Here is a sample diff:

http://svn.apache.org/viewvc/jakarta/site/docs/site/news/200 206.html?r1=567256&r2=567257

The u-umlaut characters were replaced by ?

[But I don't know exactly how the mangled version was generated.]

> This is what the XSLT spec says about output encodings [1]:
>
> > The encoding attribute specifies the preferred encoding to use for
> > outputting the result tree. XSLT processors are required to respect
> > values of UTF-8 and UTF-16. For other values, if the XSLT processor
> > does not support the specified encoding it may signal an error; if
> > it does not signal an error it should use UTF-8 or UTF-16 instead.

Ah, thanks - that could well explain the problem.

> Is the output generated in UTF-8 or UTF-16? Then the solution
> would be to use one of those as the output encoding, since only
> those are required to be supported on all platforms.

The output is currently generated in iso-8859-1 (or iso-8859-15); the
input is specified using either an actual u-umlaut, or ü

Unfortunately changing to UTF-8 would mean changing all the html files...

I'll see about adding a check - should be easy enough to generate a
dummy html file from an xml containing some accented characters and
check that the result is as expected.

> cheers,
> Roland
>
> [1] http://www.w3.org/TR/xslt#section-XML-Output-Method
>
> ------------------------------------------------------------ ---------
> To unsubscribe, e-mail: general-unsubscribe@jakarta.apache.org
> For additional commands, e-mail: general-help@jakarta.apache.org
>
>

Re: svn commit: r567258

am 19.08.2007 13:37:31 von Roland Weber

Hi Sebastian,

> The u-umlaut characters were replaced by ?
>
> [But I don't know exactly how the mangled version was generated.]
>
> The output is currently generated in iso-8859-1 (or iso-8859-15); the
> input is specified using either an actual u-umlaut, or ü

That's a nasty one to track down. Apart from encoding specs in
the style sheet, there's also the encoding in the line
of the source file to consider. The source file specifies
ISO-8859-1. I wonder whether svn might screw up the charset
on co/ci. Isn't there also a tool that does some postprocessing
in order to normalize the XML? If an XML processor generates
UTF instead of the specified ISO-8859-1, and the next processor
expects ISO-* as input, the data could get screwed up. You'd
have to chase all the chain from input to final output.
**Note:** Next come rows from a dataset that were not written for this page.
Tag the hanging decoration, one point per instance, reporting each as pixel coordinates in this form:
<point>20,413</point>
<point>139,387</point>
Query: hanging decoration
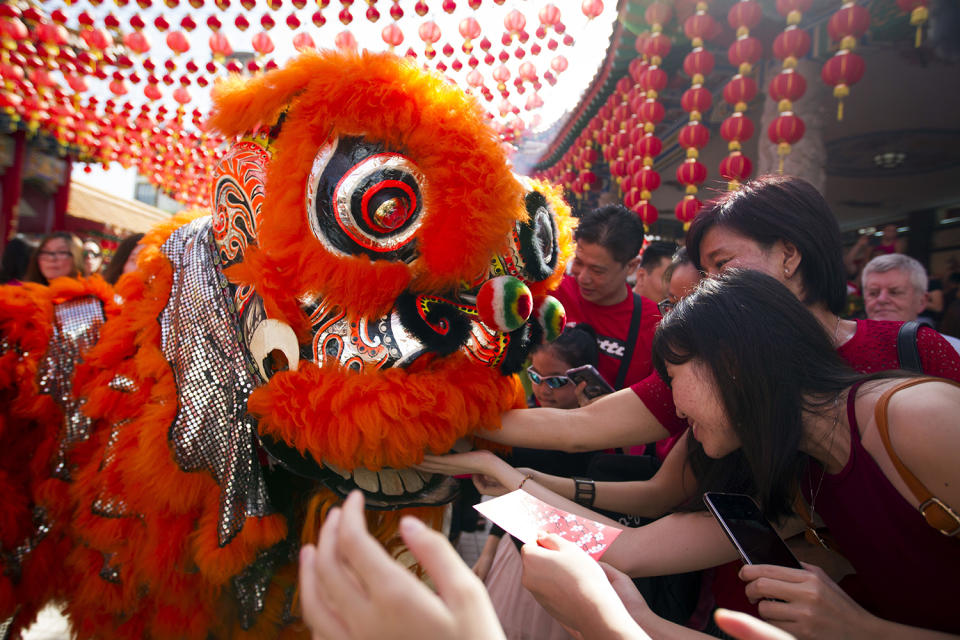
<point>737,128</point>
<point>695,101</point>
<point>788,47</point>
<point>845,68</point>
<point>919,14</point>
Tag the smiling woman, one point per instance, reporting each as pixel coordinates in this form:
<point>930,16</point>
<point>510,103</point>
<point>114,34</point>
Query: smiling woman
<point>58,255</point>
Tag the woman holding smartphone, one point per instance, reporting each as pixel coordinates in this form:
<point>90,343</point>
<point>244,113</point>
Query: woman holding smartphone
<point>773,408</point>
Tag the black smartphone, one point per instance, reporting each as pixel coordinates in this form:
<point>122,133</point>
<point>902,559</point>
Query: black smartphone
<point>596,385</point>
<point>754,537</point>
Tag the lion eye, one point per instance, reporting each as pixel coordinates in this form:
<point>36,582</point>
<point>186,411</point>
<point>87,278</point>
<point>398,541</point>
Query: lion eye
<point>363,199</point>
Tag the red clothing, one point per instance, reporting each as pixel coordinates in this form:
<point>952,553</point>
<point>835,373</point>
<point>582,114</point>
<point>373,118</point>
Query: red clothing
<point>872,348</point>
<point>906,569</point>
<point>612,324</point>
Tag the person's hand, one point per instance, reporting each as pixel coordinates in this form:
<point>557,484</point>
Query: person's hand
<point>351,589</point>
<point>456,464</point>
<point>812,606</point>
<point>743,626</point>
<point>574,589</point>
<point>629,595</point>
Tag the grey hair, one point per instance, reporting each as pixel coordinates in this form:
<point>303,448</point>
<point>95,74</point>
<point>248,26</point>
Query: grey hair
<point>891,261</point>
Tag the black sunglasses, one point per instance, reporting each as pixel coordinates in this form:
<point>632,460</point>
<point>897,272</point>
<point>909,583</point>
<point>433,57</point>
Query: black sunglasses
<point>554,382</point>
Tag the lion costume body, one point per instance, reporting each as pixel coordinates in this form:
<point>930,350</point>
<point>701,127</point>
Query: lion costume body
<point>369,278</point>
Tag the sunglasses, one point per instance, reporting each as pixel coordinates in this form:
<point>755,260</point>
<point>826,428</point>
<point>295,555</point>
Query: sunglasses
<point>666,305</point>
<point>554,382</point>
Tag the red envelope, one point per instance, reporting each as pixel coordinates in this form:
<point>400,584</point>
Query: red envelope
<point>524,516</point>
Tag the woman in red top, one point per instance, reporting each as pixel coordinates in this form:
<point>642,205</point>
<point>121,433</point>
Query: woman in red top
<point>772,407</point>
<point>779,225</point>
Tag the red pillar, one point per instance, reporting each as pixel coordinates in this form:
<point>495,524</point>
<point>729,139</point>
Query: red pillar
<point>12,182</point>
<point>62,197</point>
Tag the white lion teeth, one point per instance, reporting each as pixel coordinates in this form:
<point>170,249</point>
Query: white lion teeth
<point>390,482</point>
<point>270,335</point>
<point>412,481</point>
<point>366,479</point>
<point>343,473</point>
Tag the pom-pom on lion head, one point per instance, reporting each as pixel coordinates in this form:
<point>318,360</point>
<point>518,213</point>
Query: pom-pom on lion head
<point>389,266</point>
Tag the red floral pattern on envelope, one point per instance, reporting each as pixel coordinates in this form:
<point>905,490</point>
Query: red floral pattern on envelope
<point>524,516</point>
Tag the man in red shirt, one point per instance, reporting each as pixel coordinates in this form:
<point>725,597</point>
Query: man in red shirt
<point>608,241</point>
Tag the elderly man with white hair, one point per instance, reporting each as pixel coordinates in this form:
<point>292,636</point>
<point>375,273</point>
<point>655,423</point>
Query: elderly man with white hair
<point>895,288</point>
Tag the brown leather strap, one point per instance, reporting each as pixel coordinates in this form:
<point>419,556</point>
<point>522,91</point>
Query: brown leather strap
<point>937,514</point>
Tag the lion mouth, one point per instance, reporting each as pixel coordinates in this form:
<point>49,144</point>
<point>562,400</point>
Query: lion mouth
<point>386,489</point>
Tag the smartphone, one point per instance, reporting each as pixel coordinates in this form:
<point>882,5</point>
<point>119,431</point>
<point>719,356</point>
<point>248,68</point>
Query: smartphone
<point>596,385</point>
<point>754,537</point>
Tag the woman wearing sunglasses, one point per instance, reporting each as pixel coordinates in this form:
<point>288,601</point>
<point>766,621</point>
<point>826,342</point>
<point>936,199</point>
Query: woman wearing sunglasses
<point>499,565</point>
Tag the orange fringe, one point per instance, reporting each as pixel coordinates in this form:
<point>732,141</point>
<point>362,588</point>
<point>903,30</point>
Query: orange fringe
<point>471,199</point>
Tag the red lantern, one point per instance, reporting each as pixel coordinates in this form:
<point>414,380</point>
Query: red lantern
<point>918,15</point>
<point>647,212</point>
<point>745,50</point>
<point>841,71</point>
<point>345,40</point>
<point>220,47</point>
<point>177,42</point>
<point>736,168</point>
<point>392,35</point>
<point>698,62</point>
<point>549,15</point>
<point>850,20</point>
<point>693,135</point>
<point>740,89</point>
<point>696,99</point>
<point>686,210</point>
<point>303,42</point>
<point>262,43</point>
<point>737,128</point>
<point>136,42</point>
<point>591,8</point>
<point>787,85</point>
> I'll see about adding a check - should be easy enough to generate a
> dummy html file from an xml containing some accented characters and
> check that the result is as expected.

That's probably the best approach.

cheers,
Roland

Re: svn commit: r567258

am 19.08.2007 13:58:29 von Roland Weber

The JDK version used may also have to do with it:
http://issues.apache.org/bugzilla/show_bug.cgi?id=38781

cheers,
Roland